Safe Words: Offering Social Supports through Community Arts

A colour photo of two dancers strapped into wheelchairs. Jen, on hands and knees on Shay’s back. Each dancer gazes at their extended arm, smiling
Shay Erlich and Jenna Roy performing Safe Words. Photo: Jess Bullock (2019)
“There is usually a lot of confusion around what we do. It requires explanation,” says Jenna Roy, co-founder of The Cyborg Circus Project along with Shay Erlich. The confusion stems from the fact that the collective engages in both community art and social service. Both Shay and Jenna however feel that the two are interrelated. 

Established in 2018, The Cyborg Circus Project is a trans and disability led arts collective offering arts education, performance and social support to disabled young people. They run several community arts projects, have wheelchair dance projects and provide social support to youth.  Initiatives include the Lending Library that gives mobility devices and equipment to youth, allowing them to access Cyborg Circus programming and the broader community. 

“(For our arts programming) we think through what are all of the things that somebody needs to be able to be in this room, in this space with us,” says Shay. This requires an understanding that many youths will be skipping part-time work for the program, taking into account the challenges of transportation, putting in door-to-door or specialized transportation into the budget, and thinking about food and resources for childcare. Shay and Jenna understand that in order for their programs to be accessible, they have to think about the structural challenges for people with disabilities. Social service is essential for community art. 

“(Through community art) we want to create a place where disability is normalized. A place where disability is centered,” says Shay. Having dance programs allows them to create that space, where youths can come together and find resources, find a sense of community, a place where their competence is not doubted but rather encouraged. “Art (for us) is a catalyst for community change,” says Shay. 

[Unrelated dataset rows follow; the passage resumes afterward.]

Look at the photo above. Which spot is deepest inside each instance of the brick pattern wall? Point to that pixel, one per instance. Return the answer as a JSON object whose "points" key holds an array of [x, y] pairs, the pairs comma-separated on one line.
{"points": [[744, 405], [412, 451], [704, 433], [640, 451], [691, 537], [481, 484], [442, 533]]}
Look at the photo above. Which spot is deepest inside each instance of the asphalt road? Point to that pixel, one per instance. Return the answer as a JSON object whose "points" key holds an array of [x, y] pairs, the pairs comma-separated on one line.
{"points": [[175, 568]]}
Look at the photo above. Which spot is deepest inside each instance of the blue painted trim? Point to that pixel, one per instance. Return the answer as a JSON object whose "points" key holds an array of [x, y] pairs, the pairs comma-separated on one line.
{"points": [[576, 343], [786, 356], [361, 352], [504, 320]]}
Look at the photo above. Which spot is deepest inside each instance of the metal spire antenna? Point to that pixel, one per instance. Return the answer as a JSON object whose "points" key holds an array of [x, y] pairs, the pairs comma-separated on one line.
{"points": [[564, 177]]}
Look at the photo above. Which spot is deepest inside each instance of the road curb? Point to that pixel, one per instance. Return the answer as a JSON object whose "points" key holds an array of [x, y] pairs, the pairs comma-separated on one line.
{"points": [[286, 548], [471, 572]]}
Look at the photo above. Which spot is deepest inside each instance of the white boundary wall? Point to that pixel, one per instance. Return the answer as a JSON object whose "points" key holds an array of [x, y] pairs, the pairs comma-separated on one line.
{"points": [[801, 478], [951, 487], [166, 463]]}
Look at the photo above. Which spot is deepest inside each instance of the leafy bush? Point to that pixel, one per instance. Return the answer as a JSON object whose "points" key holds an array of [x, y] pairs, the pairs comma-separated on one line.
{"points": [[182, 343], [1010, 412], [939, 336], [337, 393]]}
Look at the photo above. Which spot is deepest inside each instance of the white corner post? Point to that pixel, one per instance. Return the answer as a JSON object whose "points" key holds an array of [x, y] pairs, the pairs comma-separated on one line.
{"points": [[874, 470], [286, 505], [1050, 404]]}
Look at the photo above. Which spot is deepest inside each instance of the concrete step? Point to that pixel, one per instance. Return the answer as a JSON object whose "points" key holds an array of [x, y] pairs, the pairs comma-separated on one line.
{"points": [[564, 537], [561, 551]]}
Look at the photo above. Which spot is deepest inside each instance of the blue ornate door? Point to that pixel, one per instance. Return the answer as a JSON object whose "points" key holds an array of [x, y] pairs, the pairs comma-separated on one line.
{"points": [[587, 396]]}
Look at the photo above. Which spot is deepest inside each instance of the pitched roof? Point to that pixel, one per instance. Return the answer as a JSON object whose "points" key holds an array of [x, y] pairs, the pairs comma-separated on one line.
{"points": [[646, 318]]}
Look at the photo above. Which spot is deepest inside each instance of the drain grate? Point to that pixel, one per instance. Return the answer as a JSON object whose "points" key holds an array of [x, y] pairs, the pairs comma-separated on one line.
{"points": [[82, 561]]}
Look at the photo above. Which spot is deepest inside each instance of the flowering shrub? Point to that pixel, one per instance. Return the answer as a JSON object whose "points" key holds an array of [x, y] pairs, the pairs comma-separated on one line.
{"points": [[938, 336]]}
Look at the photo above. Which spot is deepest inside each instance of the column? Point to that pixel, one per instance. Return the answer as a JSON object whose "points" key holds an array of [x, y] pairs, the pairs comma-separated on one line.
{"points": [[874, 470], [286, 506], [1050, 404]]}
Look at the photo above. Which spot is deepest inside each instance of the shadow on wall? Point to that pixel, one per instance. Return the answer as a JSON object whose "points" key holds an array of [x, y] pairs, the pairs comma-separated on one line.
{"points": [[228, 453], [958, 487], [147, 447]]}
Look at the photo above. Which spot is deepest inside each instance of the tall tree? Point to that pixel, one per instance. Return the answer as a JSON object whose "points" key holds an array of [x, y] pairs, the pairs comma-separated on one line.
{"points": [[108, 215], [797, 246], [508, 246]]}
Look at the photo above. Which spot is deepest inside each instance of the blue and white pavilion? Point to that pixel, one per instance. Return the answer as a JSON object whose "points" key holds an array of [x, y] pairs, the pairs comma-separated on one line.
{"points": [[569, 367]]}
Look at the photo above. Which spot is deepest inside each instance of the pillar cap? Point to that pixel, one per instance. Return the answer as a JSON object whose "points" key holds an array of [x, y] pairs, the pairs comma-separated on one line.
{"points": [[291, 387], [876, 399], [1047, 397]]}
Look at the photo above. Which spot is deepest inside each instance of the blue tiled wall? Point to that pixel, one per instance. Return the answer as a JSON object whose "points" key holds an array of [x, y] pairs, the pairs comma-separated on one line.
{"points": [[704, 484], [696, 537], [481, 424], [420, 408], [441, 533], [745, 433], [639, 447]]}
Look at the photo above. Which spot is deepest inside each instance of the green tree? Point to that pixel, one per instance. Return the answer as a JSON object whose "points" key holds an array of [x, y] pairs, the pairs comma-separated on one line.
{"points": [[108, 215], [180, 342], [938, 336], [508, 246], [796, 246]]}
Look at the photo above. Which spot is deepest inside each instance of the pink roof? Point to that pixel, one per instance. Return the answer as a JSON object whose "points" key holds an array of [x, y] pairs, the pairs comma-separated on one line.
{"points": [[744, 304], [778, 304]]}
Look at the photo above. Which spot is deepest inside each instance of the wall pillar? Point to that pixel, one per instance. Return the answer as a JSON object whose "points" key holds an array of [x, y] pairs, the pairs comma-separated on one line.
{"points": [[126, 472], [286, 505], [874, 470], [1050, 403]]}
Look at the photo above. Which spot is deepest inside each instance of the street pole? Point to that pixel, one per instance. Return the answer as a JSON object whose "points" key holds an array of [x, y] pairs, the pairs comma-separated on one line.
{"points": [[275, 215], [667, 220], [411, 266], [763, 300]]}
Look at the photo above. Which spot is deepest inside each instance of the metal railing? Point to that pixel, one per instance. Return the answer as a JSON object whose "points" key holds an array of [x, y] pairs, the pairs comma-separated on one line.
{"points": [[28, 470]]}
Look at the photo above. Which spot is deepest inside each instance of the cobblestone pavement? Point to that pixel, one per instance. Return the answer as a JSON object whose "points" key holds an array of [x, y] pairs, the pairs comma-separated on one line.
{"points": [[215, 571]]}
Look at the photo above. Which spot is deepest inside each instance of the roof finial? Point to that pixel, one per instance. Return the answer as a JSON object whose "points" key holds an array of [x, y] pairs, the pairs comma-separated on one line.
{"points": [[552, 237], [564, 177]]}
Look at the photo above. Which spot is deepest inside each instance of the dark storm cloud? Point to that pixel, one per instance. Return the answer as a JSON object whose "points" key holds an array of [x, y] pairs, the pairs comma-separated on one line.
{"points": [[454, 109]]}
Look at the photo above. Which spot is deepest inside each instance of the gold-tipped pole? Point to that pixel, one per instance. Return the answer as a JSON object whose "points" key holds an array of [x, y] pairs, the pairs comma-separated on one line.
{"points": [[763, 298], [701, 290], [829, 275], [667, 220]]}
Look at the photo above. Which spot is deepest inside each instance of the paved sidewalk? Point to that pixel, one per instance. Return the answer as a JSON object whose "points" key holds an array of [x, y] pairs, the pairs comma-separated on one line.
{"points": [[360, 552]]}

“What also confuses people is that we are an organization for disabled people, run by disabled people,” says Shay. “People are used to seeing disabled people from a service recipient perspective.” Disrupting the ableist centric approach to everything is integral to the values of The Cyborg Circus Project. In 2019, Shay and Jenna began working on their dance project Safe Word. Created from wheelchair users’ real experiences in public spaces, Safe Words explores the issue of street harassment faced by disabled folks and questions the need to demonstrate hyper-competence in public to avoid harassment. It is a 20–25-minute contemporary Wheelchair Dance duet with original soundscape and their largest project to date.     

Colour photo of two dancers strapped to wheelchairs, laying face down on the floor. Jen’s arm is wrapped around Shay’s shoulder as they look intensely at each other.
Shay Erlich and Jenna Roy performing Safe Words. Photo: Jess Bullock (2019)

Shay and Jenna talk about how people have a certain expectation of what Wheelchair dance looks like. There is a certain perspective about what a person on a wheelchair is able to do and many of the audience comments that The Cyborg Circus Project get, reflects this lack of knowledge. They talk about the usual expectation of disability art is to be an “overcoming” story. “That's one of the few legible narratives of disability that non-disabled folks get readily access to,” adds Shay. Safe Word challenges this trope. 

In 2020 The Cyborg Circus Project received a TAC Dance Projects grant. “TAC was the first grant we got towards Safe Words,” says Shay. “It was really huge, to get that sense of confidence that people were interested and invested in this work, and that it had an appeal to a larger audience, not just disabled audiences.”

“It also felt important that the grant did not come through the disability stream,” adds Jenna. “Even though it is an important story about disability through dance.” 

Shay and Jenna are working on making a dance video for Safe Words. This wasn’t the original plan but emerged in the context of the pandemic. This will be their first dance video.